The physics building is lovely and airy, with high ceilings and tile floors. Offices and classrooms are arranged off central covered terraces surrounding a courtyard. Previously home to engineers and architects, the building, which is the campus’s largest, boasts Doric, Ionic, and Corinthian columns.

The physicists moved back into the building a couple of months ago, following a much-needed renovation that has taken 10 years (and counting). So far, the top two floors are ready. In the coming years, the lower two floors, where the labs are to be, will be renovated, and other physicists will move back into the building from the temporary locations where they’ve been scattered.

The physics building is the second to be renovated; the law building, where Fidel Castro studied, was overhauled first. The University of Havana is a place of pride for Cuba. Jimmy Carter, Pope John Paul II, and other visiting dignitaries have come to the university. (An interesting historical tidbit: Christmas Day became an official holiday in Cuba because of the pope’s 1998 visit.)

On the way to lunch another physicist told me he doesn’t speak English well. I asked if he spoke German. Sure enough, he had spent time in Dresden when it was part of East Germany and the communist bloc. For Cuba, the end of the Soviet Union marked the start of an economic crisis. Today, Cuban physicists are still using equipment from the Soviet Union. When they travel, they bring back used equipment that their colleagues abroad no longer need. “We find ways, and we are proud of it,” Ernesto says.

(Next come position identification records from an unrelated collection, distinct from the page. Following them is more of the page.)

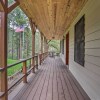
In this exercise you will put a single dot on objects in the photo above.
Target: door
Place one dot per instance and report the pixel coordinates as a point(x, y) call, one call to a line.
point(67, 49)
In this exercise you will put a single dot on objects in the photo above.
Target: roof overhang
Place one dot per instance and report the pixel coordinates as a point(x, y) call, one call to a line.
point(52, 17)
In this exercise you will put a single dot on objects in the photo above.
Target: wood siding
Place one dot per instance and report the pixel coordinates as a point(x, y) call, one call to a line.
point(88, 76)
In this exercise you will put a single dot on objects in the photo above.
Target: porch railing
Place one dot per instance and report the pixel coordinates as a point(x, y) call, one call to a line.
point(25, 71)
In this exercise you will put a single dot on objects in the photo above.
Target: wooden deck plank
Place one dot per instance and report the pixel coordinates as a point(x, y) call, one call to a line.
point(65, 87)
point(45, 87)
point(55, 84)
point(50, 86)
point(53, 81)
point(60, 87)
point(37, 96)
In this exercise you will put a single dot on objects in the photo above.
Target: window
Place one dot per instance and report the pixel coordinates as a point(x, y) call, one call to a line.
point(62, 46)
point(79, 46)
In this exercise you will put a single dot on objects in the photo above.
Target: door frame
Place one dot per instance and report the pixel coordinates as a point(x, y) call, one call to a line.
point(67, 49)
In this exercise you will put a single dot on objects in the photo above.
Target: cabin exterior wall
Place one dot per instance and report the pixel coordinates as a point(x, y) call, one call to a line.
point(89, 75)
point(63, 56)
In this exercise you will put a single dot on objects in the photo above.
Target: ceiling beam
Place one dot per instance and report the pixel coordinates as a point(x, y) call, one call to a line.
point(2, 6)
point(13, 6)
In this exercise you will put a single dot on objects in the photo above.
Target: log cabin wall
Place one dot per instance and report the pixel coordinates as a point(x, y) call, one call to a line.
point(89, 75)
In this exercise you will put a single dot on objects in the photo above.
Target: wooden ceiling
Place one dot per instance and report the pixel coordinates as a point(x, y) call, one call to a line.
point(52, 17)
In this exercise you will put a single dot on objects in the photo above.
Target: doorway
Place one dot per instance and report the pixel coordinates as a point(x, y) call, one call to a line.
point(67, 49)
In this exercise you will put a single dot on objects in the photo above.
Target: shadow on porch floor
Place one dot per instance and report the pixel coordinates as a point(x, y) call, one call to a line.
point(53, 81)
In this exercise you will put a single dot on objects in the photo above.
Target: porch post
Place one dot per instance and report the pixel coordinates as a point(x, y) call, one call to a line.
point(33, 43)
point(33, 48)
point(41, 43)
point(3, 53)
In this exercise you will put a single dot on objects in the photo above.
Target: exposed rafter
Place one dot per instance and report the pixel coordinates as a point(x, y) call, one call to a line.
point(13, 6)
point(52, 17)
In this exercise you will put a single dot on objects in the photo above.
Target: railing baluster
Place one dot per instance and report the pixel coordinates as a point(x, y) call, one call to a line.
point(24, 72)
point(33, 71)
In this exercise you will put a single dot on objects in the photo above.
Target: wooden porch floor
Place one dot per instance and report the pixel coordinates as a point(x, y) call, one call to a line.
point(53, 81)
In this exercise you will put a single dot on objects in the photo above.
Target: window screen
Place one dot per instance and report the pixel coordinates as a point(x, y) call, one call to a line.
point(79, 46)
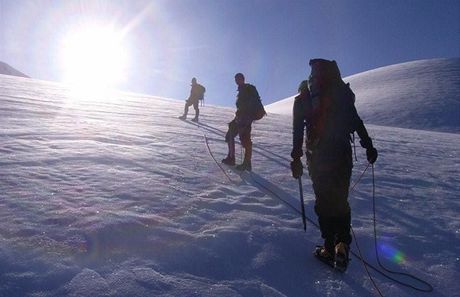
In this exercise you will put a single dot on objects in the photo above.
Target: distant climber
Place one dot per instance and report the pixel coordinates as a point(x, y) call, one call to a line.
point(325, 107)
point(196, 94)
point(247, 108)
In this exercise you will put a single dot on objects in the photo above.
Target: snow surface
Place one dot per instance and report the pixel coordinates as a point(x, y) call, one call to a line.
point(115, 196)
point(8, 70)
point(422, 95)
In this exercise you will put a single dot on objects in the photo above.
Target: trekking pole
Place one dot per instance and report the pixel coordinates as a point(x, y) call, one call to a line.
point(302, 205)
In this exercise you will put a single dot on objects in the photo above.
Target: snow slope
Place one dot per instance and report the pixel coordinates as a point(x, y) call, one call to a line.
point(8, 70)
point(423, 95)
point(114, 196)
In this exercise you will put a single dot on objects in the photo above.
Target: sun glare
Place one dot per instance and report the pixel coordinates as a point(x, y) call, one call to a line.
point(93, 58)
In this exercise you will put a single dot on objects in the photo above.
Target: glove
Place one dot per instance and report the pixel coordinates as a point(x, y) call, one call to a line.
point(371, 154)
point(296, 168)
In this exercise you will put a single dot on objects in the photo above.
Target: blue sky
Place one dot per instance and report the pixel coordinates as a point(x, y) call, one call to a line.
point(270, 41)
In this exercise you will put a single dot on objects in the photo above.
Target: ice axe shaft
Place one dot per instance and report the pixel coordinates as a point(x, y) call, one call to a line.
point(302, 205)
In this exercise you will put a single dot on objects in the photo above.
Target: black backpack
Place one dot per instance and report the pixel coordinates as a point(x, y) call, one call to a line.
point(332, 102)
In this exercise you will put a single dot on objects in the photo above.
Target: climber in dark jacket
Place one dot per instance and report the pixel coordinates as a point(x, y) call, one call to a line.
point(325, 109)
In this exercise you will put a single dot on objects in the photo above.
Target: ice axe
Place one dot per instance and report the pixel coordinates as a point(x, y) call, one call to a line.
point(302, 205)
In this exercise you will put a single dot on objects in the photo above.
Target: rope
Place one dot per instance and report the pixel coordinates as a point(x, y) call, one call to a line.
point(430, 287)
point(358, 255)
point(212, 155)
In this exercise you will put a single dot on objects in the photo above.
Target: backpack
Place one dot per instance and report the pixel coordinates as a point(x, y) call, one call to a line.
point(200, 91)
point(258, 110)
point(332, 102)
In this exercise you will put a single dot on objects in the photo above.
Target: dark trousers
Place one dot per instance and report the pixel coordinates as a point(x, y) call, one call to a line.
point(189, 103)
point(330, 172)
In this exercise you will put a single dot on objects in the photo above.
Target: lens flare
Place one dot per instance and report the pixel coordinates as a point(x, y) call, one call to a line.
point(392, 253)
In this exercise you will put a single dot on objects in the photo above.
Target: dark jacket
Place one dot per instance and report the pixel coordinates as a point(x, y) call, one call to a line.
point(196, 93)
point(329, 118)
point(246, 100)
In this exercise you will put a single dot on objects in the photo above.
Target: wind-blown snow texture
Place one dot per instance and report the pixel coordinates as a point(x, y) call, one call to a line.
point(423, 95)
point(8, 70)
point(114, 196)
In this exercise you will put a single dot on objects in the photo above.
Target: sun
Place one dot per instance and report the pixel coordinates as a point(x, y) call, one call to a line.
point(93, 57)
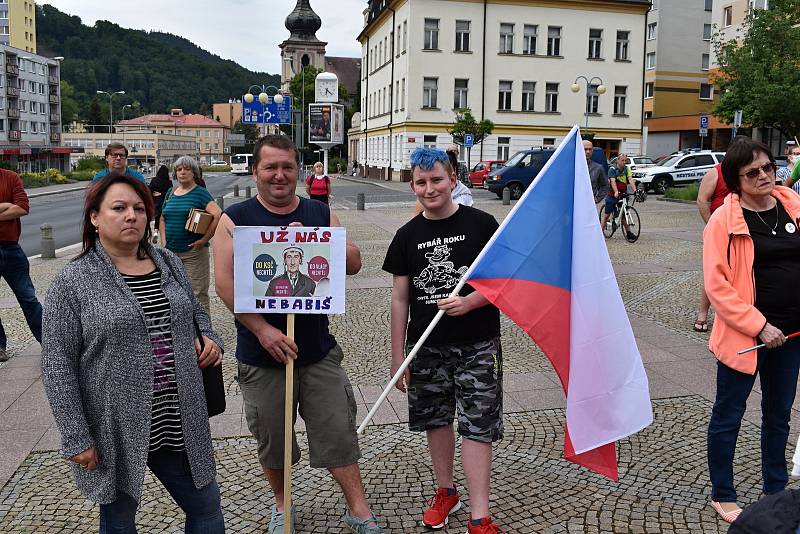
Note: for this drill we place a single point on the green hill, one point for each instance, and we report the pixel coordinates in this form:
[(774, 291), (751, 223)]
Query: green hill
[(157, 71)]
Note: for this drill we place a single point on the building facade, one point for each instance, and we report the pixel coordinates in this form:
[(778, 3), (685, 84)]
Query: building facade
[(209, 135), (513, 63), (30, 111), (18, 24)]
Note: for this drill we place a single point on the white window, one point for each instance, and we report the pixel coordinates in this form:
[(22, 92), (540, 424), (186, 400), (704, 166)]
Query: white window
[(592, 99), (462, 35), (431, 34), (553, 40), (595, 43), (430, 86), (620, 98), (503, 146), (652, 31), (504, 95), (529, 39), (528, 94), (551, 97), (622, 45), (727, 16), (506, 39), (460, 94)]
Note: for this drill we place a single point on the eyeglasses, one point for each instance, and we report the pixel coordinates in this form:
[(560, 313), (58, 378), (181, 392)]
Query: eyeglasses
[(752, 174)]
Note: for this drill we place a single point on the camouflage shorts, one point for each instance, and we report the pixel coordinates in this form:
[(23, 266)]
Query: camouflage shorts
[(466, 380)]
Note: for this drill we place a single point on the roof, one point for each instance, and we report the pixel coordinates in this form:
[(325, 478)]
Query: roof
[(191, 119), (347, 69)]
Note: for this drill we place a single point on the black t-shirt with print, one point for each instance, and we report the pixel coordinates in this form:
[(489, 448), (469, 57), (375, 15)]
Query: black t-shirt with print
[(435, 254)]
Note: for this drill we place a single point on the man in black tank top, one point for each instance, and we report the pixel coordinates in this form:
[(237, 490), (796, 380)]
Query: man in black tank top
[(322, 388)]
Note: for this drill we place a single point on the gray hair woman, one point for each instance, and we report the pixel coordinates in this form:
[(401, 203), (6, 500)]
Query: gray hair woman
[(121, 365)]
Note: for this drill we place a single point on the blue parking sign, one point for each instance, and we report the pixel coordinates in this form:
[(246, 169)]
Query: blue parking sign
[(271, 113)]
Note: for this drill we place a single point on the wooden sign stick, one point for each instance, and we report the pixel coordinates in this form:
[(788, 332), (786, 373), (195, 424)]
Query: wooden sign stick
[(288, 431)]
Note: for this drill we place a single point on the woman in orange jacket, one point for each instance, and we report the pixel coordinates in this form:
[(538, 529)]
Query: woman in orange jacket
[(751, 247)]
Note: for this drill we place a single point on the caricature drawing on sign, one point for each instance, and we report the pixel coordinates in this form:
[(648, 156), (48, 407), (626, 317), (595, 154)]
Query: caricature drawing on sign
[(440, 273)]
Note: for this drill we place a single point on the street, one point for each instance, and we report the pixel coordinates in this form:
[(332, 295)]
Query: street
[(63, 211)]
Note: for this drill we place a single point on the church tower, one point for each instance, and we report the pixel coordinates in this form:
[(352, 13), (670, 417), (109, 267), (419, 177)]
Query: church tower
[(302, 47)]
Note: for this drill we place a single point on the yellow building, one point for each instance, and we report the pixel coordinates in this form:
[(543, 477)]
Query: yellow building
[(18, 24)]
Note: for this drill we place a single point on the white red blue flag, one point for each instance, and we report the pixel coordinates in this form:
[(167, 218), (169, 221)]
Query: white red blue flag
[(547, 268)]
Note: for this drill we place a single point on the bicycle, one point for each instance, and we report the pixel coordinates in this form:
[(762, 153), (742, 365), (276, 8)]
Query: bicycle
[(624, 208)]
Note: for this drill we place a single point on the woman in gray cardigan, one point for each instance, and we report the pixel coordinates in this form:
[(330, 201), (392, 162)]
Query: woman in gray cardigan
[(121, 365)]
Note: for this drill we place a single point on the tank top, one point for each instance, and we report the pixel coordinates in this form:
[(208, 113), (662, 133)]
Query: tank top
[(720, 191), (312, 337)]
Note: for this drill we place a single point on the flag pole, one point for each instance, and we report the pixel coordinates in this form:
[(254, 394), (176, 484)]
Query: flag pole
[(456, 290)]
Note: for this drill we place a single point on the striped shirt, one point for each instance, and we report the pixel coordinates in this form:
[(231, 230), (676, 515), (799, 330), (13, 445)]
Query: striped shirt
[(176, 210), (165, 425)]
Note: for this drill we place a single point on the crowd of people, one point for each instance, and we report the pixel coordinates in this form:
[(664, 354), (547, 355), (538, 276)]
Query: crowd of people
[(129, 320)]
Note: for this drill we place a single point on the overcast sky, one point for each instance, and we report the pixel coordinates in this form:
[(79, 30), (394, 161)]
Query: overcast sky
[(246, 31)]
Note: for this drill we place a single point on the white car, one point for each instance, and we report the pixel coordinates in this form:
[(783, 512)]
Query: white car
[(679, 169)]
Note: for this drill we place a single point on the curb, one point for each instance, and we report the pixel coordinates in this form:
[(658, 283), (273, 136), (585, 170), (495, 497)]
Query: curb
[(677, 200)]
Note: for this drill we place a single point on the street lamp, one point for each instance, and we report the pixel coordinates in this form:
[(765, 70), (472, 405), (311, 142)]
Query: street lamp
[(110, 111), (263, 97), (588, 82), (123, 120)]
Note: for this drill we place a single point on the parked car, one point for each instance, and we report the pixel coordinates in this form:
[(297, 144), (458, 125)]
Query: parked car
[(518, 172), (636, 162), (680, 168), (480, 171)]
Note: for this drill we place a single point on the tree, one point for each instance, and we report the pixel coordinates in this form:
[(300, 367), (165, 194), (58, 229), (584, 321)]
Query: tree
[(466, 124), (69, 106), (759, 70), (95, 116)]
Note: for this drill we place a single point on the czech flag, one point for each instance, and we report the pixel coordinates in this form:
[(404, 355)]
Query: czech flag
[(547, 268)]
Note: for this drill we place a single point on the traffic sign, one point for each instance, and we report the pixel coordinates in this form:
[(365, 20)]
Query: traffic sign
[(271, 113)]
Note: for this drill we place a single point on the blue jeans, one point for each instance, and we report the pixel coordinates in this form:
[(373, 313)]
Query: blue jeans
[(777, 369), (202, 506), (14, 267)]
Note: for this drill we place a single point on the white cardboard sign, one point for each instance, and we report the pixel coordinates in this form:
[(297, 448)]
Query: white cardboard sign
[(289, 269)]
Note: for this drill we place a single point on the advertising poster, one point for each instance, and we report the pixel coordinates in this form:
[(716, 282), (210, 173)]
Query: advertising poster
[(289, 269), (319, 120)]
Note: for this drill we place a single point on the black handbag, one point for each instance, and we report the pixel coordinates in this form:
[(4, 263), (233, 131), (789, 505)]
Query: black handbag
[(213, 384)]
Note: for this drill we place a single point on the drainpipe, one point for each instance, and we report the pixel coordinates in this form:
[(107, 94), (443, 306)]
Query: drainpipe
[(483, 70)]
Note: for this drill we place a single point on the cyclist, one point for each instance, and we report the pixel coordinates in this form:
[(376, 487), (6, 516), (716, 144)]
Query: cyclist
[(619, 177)]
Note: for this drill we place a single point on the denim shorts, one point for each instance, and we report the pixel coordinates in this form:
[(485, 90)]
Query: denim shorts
[(326, 403)]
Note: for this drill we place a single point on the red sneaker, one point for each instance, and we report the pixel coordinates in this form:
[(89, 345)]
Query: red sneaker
[(441, 505), (484, 527)]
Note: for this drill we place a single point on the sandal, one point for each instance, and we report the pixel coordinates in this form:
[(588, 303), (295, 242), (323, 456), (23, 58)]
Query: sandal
[(728, 517)]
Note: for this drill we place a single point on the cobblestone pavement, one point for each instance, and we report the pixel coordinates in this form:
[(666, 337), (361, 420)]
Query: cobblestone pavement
[(664, 482), (534, 489)]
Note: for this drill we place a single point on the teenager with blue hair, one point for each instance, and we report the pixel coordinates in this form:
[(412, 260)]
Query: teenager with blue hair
[(458, 372)]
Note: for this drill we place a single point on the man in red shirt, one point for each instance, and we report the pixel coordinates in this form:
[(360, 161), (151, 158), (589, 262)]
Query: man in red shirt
[(14, 265)]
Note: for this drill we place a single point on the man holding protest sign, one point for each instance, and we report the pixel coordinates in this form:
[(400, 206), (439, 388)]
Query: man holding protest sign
[(459, 369), (321, 386)]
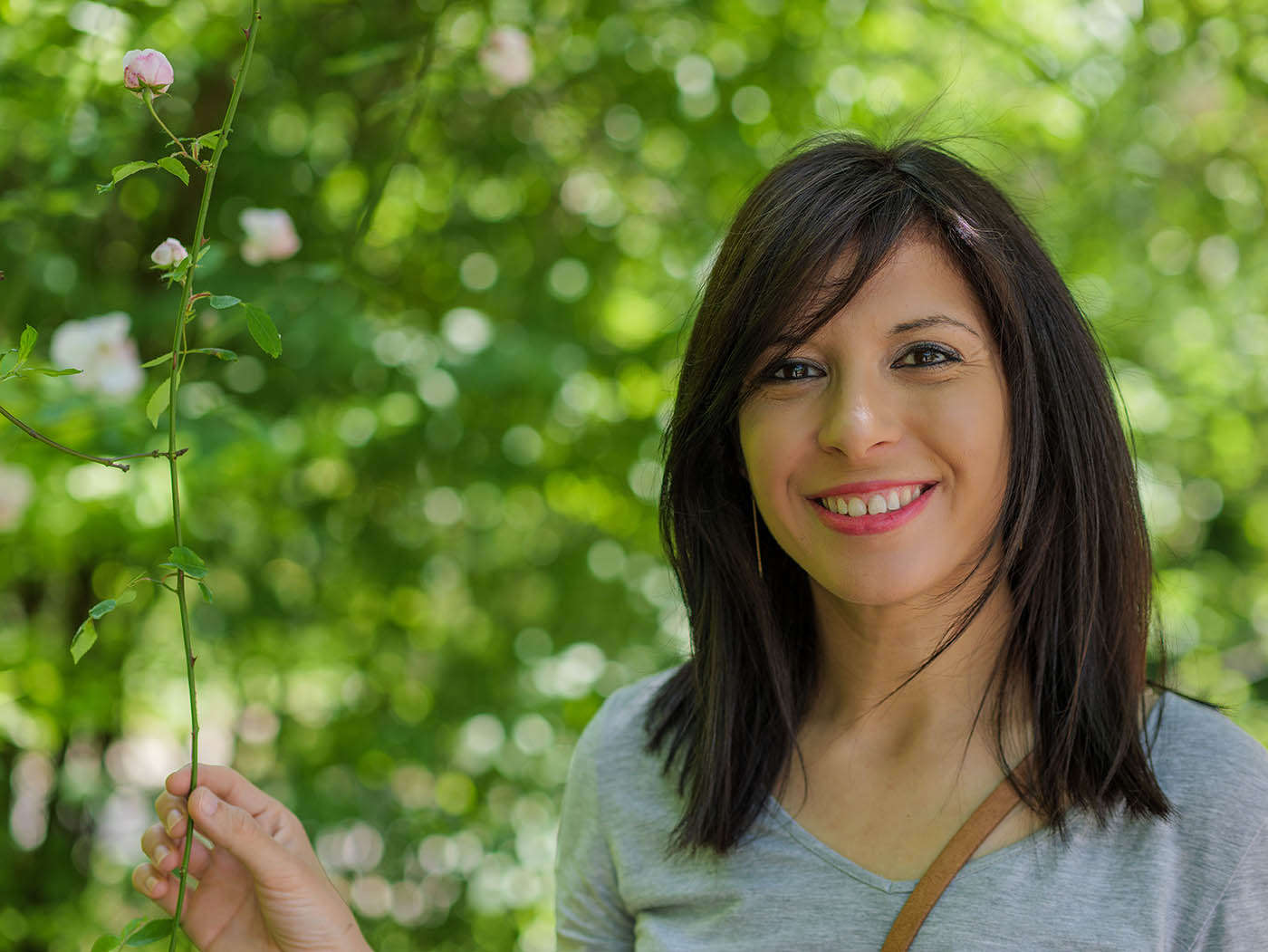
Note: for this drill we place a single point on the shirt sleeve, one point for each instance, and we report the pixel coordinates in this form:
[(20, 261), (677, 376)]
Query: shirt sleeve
[(1240, 918), (589, 909)]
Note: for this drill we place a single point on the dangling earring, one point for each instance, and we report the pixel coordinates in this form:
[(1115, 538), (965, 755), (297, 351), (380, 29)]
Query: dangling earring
[(757, 539)]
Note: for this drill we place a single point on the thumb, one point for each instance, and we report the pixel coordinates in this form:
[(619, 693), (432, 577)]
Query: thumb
[(240, 833)]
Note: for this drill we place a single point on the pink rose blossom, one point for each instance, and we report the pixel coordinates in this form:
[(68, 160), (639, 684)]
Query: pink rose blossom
[(146, 69), (270, 235), (170, 253), (507, 57), (101, 349), (16, 491)]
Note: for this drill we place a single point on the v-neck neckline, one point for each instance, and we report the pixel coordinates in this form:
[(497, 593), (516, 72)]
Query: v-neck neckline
[(802, 835)]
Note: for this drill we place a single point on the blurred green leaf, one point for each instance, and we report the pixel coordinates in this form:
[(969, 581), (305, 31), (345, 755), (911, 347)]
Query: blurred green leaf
[(187, 561), (152, 930), (27, 342), (175, 167), (218, 352), (103, 608), (85, 637), (158, 402), (122, 171)]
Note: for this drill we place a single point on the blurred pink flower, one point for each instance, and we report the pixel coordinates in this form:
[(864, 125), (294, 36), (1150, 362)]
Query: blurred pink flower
[(270, 235), (507, 57), (170, 253), (16, 491), (148, 69), (101, 349)]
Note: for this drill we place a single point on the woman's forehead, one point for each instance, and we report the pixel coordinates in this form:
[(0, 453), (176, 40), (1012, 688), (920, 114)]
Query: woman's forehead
[(916, 279)]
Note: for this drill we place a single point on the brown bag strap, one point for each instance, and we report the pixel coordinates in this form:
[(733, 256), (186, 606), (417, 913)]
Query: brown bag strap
[(954, 856)]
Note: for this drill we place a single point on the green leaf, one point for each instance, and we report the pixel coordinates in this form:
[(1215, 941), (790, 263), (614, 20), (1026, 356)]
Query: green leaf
[(173, 165), (85, 637), (149, 932), (158, 402), (122, 171), (101, 609), (218, 352), (27, 342), (187, 561), (263, 330)]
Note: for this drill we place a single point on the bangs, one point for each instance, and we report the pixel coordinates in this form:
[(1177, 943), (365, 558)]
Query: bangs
[(862, 244)]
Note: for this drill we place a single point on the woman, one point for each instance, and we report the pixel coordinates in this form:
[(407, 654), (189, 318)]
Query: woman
[(904, 520)]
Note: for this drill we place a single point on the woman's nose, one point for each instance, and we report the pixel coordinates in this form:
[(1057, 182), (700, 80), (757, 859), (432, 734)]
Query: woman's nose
[(859, 416)]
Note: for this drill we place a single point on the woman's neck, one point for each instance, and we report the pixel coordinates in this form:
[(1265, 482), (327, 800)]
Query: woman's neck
[(868, 652)]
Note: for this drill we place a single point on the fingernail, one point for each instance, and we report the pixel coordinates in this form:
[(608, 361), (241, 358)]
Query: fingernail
[(209, 803)]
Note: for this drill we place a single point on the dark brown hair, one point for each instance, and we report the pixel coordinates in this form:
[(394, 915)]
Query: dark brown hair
[(1071, 542)]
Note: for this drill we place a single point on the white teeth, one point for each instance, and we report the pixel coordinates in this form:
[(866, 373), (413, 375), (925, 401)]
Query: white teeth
[(871, 505)]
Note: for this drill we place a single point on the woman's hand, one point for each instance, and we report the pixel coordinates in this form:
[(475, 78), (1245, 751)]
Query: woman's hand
[(260, 886)]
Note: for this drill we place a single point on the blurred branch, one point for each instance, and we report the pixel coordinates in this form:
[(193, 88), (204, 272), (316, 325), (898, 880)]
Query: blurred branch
[(420, 97), (104, 460), (1005, 43)]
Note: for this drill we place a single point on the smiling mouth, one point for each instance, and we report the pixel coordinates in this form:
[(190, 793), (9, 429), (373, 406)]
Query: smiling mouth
[(874, 504)]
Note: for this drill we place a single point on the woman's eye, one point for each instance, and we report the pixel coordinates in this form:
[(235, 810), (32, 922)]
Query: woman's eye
[(795, 370), (927, 355)]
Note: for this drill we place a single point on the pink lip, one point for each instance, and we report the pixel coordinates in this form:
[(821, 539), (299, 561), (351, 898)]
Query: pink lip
[(870, 525), (875, 486)]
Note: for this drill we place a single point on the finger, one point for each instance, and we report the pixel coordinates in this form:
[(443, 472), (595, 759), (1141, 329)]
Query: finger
[(162, 851), (171, 812), (236, 831), (156, 886), (227, 784), (165, 852)]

But how do physicists and other professionals survive on salaries that are smaller than a waitress’s? Senior physicists earn about 1000 Cuban pesos a month. That’s around $40. (That’s about what I spend on chocolate in a month!) Ernesto says he once met a taxi driver who was also a neurosurgeon. Some people rent out rooms to tourists. Others receive money from relatives in the US. For the most part, though, the physicists try to spend one to two months a year on invited trips abroad, where they teach and collaborate on research while receiving stipends that help make ends meet back home. At least education and healthcare are free.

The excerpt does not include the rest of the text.